Start sweep and run from the same bash file (SLURM)

I want to initialize a wandb sweep and start the agents (in parallel) from a bash file using SLURM .
I found some similar posts here, but it did not work for me.
Therefore I wanted to share my setup. I create a new bash file names wandbid_from_slurmid.sh

#!/bin/bash

# Define the function
extract_wandbid_id() {
    local outp_path="$HOME/slurmfiles/"
    local outp_file_path=$(ls -ltr "${outp_path}"/*${SLURM_JOB_ID}* 2>/dev/null | tail -n 1 | awk '{print $NF}')

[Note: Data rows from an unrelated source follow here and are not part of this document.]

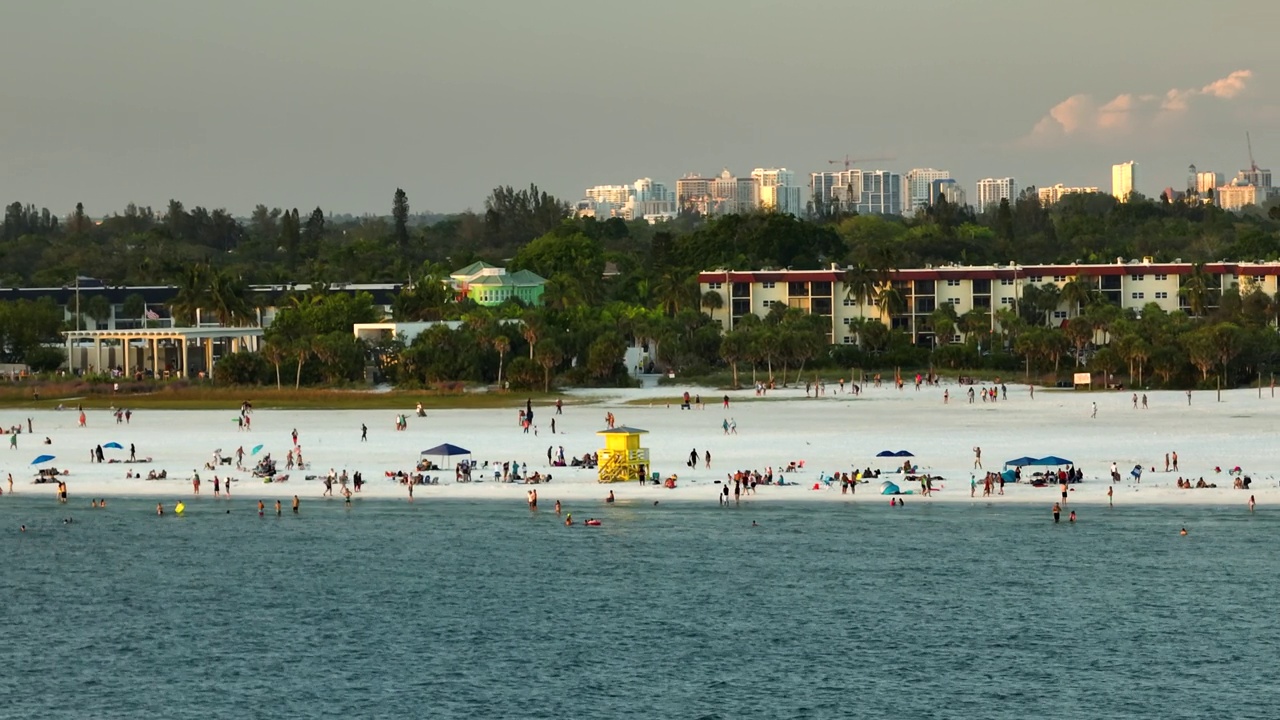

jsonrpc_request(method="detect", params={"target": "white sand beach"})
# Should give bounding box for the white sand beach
[5,381,1279,507]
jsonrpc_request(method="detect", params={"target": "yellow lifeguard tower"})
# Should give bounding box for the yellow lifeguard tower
[596,426,650,483]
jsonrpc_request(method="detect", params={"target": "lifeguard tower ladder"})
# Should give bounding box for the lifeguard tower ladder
[596,426,650,483]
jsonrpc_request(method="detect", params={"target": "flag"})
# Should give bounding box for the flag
[145,309,160,320]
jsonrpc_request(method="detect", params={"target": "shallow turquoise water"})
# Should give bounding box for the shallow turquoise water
[2,497,1277,718]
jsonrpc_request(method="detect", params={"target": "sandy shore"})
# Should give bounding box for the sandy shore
[4,382,1278,507]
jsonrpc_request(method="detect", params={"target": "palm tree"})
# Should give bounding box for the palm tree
[262,341,286,390]
[842,262,879,320]
[875,284,906,325]
[701,290,724,327]
[169,263,212,326]
[208,269,255,327]
[534,339,563,392]
[1179,263,1211,317]
[493,335,510,390]
[720,330,748,388]
[521,310,543,359]
[1059,275,1095,319]
[930,305,959,346]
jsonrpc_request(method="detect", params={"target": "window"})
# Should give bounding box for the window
[952,335,963,343]
[1130,274,1145,281]
[1029,276,1043,283]
[1154,274,1168,281]
[842,317,853,325]
[810,281,832,296]
[946,279,961,286]
[842,336,855,345]
[1131,292,1144,299]
[843,298,857,306]
[761,281,775,289]
[1001,297,1014,305]
[707,282,722,289]
[1053,275,1067,282]
[1254,275,1264,283]
[972,279,991,294]
[1001,278,1015,286]
[1155,291,1168,299]
[948,297,960,306]
[1053,311,1067,319]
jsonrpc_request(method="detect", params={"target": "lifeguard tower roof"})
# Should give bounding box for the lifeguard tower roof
[596,426,648,435]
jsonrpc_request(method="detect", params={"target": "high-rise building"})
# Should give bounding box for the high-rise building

    # Initialize a wandbid to keep track of whether the ID has been found
    found=0

    # Loop until the wandbid is found
    while [ $found -eq 0 ]; do
        # Check if the file contains the desired string and extract the wandbid
        if grep -q "Creating sweep with ID: " "$outp_file_path"; then
            # Extract the wandbid following "Creating sweep with ID: "
            local wandbid=$(grep "Creating sweep with ID: " "$outp_file_path" | head -n 1 | sed 's/.*Creating sweep with ID: //')

            # Mark as found
            found=1

            # WARNING: bash returns the variable using "echo" so don't return any other
            echo $wandbid
            break

        else
            # Wait for 1 second before retrying
            sleep 1
        fi
    done
}

Then in my main .job file I have the following key lines:


#SBATCH --output=./slurmfiles/slurm_output_%A_%a.out

...

srun wandb sweep --project WANDB_PROJECT config.yml

source $HOME/wandbid_from_slurmid.sh

wandbid=$(extract_wandbid_id)

wandb_id=WANB_ACCOUNT/WANDB_PROJECT/"$wandbid"

srun wandb agent --count 2 $wandb_id &
srun wandb agent --count 2 $wandb_id &
wait

I hope it could help someone else out. Let me know if you have any feedback :slight_smile: